Из барака я видела, как по дороге к газовым камерам шли дети. Помню одну девочку с потерянным взглядом, вцепившуюся в свою куклу. Наверное, в последние месяцы она сполна познала травлю и страх. А теперь ее разлучили с родителями и скоро разденут. Она походила на свою безвольную куклу. Я смотрела на нее. Знала, сколько смятения и ужаса сейчас в голове этой маленькой девочки, знала, как сильно она сжимает свою куклу, ведь совсем недавно, несколько лет назад, я и сама приехала с чемоданом, в котором лежали пупс и шкатулка для мелочей.
Наверняка в своей записке ты говорил мне, что ты все еще здесь, совсем рядом. Обещал, что война скоро закончится и нас освободят. Когда было составлено это письмо? Летом 1944-го? Или чуть позже? Мы знали о высадках союзников и о битвах. Вести поступали с каждой новой партией узников. Всякий раз кто-нибудь из нас пытался пробраться в лагерь А. и оказаться среди вновь прибывших, которые находились на карантине в ожидании своей участи: газовой камеры или принудительных работ. Мы искали там знакомые лица. И всегда возвращались оттуда с информацией. Так мы узнали, что Париж освобожден, что дивизия генерала Леклерка прошла парадом по Елисейским Полям, и на следующий день, минуя оркестр, игравший военные марши и другие знакомые мелодии по утрам и вечерам, когда узники возвращались с работ, мы тихонько спели «Марсельезу». Но эта новость была для нас не более чем отдельным эпизодом из той жизни, которой мы больше не принадлежали. Нам по-прежнему грозил газ. Мы находились на самом краю пропасти. Мы жили только настоящим, ближайшими минутами. Питать надежду было нечем. Она умерла.
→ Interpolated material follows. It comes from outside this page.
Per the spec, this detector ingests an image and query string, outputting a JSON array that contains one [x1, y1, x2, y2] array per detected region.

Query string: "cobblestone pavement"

Стали привозить венгров. Сотнями тысяч, от восьми до десяти составов в день, ты же помнишь тот поток людей: казалось, в лагерь стекались целые города. Росло количество депортированных ― росла и скорость их уничтожения. Их раздевали, отправляли в газовые камеры ― первым делом, как обычно, детей и стариков. А тех, кому приходилось ждать своей очереди на смерть несколько дней, размещали в только что построенной зоне, в начале новой части лагеря рядом с крематорием. Это была так называемая «Мексика». Мы проходили мимо нее каждый день по дороге на работу. Наш путь лежал в «Канаду» ― так польки назвали пункт сортировки одежды, место самого легкого труда, где работать мечтали все, ведь там можно было найти корочку хлеба в каком-нибудь кармане или золотую монету за подкладкой. Француженки, кстати, назвали бы это место «Перу». Вот такая странная польскоязычная карта мира в миниатюре была в лагере. Уж не знаю почему, но «Мексика» означала скорую смерть.
Когда мы проходили мимо, некоторые узницы «Мексики» приближались к колючей проволоке под электрическим напряжением и шепотом задавали нам вопросы о том, что их ждет, у них уже отобрали детей, но им все еще хотелось на что-то надеяться. Мы спрашивали: «У вас есть номер?» Они отвечали, что нет. И тогда мы с сожалением разводили руками. Порядковый номер на предплечье был нашей удачей, нашей победой и нашим стыдом. Я участвовала в строительстве второй разгрузочной рампы крематория, на которую только что отправили их детей. А теперь мне предстояло сортировать их вещи.
Смерть изрыгала такое количество одежды, что меня направили дополнительной работницей в «Канаду». Мы перебирали юбки, нижнее белье, брюки, рубашки, обувь тех, кто «вылетел в трубу». Запах их сожженной плоти стоял над лагерем и с утра до ночи заполонял наши ноздри, кости, мысли, предвещая нам ту же участь. Через наши руки проходили в основном фибровые чемоданы с плохонькими нарядами и изношенной обувью. А говорили, мол, евреи ― богачи! Наиболее ветхую одежду донашивали мы, а самая красивая ― отправлялась в Германию. Мы ходили в обносках наших мертвецов, с красным крестом на спине, какой был и у тебя. Я носила кофту одной покойницы, юбку ― другой, башмаки ― третьей. Это в настоящей жизни личные вещи и предметы одежды могут вам кого-то напоминать. А там, в лагере, их было так много, что они теряли всякую связь с прежними хозяевами, нацисты наваливали горы из этих вещей и разъезжали по ним на велосипедах с плетью в руке и собакой, что с лаем бежала впереди.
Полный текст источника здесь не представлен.